Reflexão - XXXII Domingo do Tempo Comum - Lc 20, 27-38

“Ressurreição: fruto da boa semente”

A perícope evangélica deste domingo nos faz retomar, naturalmente, o tema da ressurreição dos mortos à luz da vitória de Cristo morto e ressuscitado, e que refletimos durante a comemoração dos fiéis defuntos e a solenidade de todos os Santos, há poucos celebradas. Ao longo da história da humanidade, uma pergunta permanece sempre no coração humano: o que acontecerá depois da morte? Muitas respostas têm sido dadas. Poderíamos dizer que o elemento comum entre todas aquelas que afirmam uma existência depois da morte, revela-se a crença na imortalidade. Para nós cristãos, não dizemos apenas que cremos que algo em nós será eterno, mas à luz da revelação de Cristo, que morreu e ressuscitou, e que é a razão da nossa esperança, o nosso futuro é a ressurreição. Ainda que esta realidade de fé permaneça envolvida num mistério, a fé nos garante a sua verdade.
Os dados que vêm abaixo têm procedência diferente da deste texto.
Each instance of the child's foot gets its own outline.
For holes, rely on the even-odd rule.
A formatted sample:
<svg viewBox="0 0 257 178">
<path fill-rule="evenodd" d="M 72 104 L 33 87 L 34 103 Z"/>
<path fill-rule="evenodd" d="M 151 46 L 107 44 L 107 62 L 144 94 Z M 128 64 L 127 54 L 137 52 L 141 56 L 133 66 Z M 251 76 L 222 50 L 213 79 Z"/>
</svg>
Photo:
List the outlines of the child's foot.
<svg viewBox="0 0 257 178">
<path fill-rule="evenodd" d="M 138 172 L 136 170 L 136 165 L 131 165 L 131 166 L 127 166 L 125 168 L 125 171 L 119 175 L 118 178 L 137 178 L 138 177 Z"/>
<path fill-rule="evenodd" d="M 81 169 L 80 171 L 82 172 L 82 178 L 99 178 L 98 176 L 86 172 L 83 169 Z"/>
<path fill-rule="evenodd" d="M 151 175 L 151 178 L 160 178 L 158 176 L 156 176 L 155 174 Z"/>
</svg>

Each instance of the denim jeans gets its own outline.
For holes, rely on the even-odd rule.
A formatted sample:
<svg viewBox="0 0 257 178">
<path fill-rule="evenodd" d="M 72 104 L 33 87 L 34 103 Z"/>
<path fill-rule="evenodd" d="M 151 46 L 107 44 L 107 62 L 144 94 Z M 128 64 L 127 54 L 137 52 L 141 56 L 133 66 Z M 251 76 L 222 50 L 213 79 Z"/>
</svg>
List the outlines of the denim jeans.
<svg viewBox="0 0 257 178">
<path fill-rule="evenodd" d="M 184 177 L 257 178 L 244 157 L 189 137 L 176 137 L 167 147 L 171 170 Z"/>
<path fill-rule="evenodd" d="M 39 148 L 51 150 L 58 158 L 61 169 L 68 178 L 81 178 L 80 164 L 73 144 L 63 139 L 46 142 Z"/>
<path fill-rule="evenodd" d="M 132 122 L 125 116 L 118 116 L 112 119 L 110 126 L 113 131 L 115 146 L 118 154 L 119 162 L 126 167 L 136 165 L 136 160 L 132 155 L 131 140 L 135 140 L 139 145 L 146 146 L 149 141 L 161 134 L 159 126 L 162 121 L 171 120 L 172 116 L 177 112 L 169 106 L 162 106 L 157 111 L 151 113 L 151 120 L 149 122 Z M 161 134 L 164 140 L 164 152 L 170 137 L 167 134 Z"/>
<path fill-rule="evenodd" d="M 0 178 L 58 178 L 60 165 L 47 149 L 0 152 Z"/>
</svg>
Pois não é uma simples especulação racional, mas uma adesão a uma pessoa: Jesus Cristo, o filho de Deus, feito homem para a nossa salvação, que nos garante a ressurreição para a vida em plenitude.

Jesus interrogado pelos saduceus, não vai se perder em especulações fundamentalistas para convencê-los daquilo que eles não acreditam, mas no seu clarividente ensinamento o Mestre Jesus denuncia a absoluta falta de fé deles, pois os saduceus não apenas rejeitam um artigo da fé judaica, uma vez que o judaísmo acreditava na ressurreição no último dia (“Disse Marta: ‘Eu sei que ele ressuscitará na ressurreição, no último dia’” Jo 11,24), mas sendo materialistas, de famílias nobres e integrantes de uma corrente religiosa politicamente influente, não acreditavam senão numa vida presente com todas as regalias e satisfações puramente de ordem material. Na verdade, eram aparentemente religiosos (frequentam o templo, citam a Lei), mas ideologicamente ateus, e as suas práticas o confirmavam.

 

Vale salientar que Lucas os identifica como aqueles que “falam contra a ressurreição” (grego: anti-légontes contra-falantes). Mais do que uma simples postura agnóstica diante da fé na ressurreição, eles se tornaram verdadeiros opositores e fazem propaganda contra a ressurreição dos mortos, inclusive com procedimentos irônicos, apelando a argumentos fundamentalistas a fim de colocar em contradição a própria Escritura: “Moisés deixou-nos escrito” (lei do levirato: Dt 25,5). Para o Antigo Testamento não deixar descendência era o mesmo que morrer, por isso uma mulher estéril é considerada uma amaldiçoada uma vez interrompe o fluxo da vida. Portanto, um homem casado morrendo sem filhos, a sua morte é vista como o fim absoluto da sua existência; era uma mentalidade primitiva que entendia que nos filhos, os pais continuavam a viver.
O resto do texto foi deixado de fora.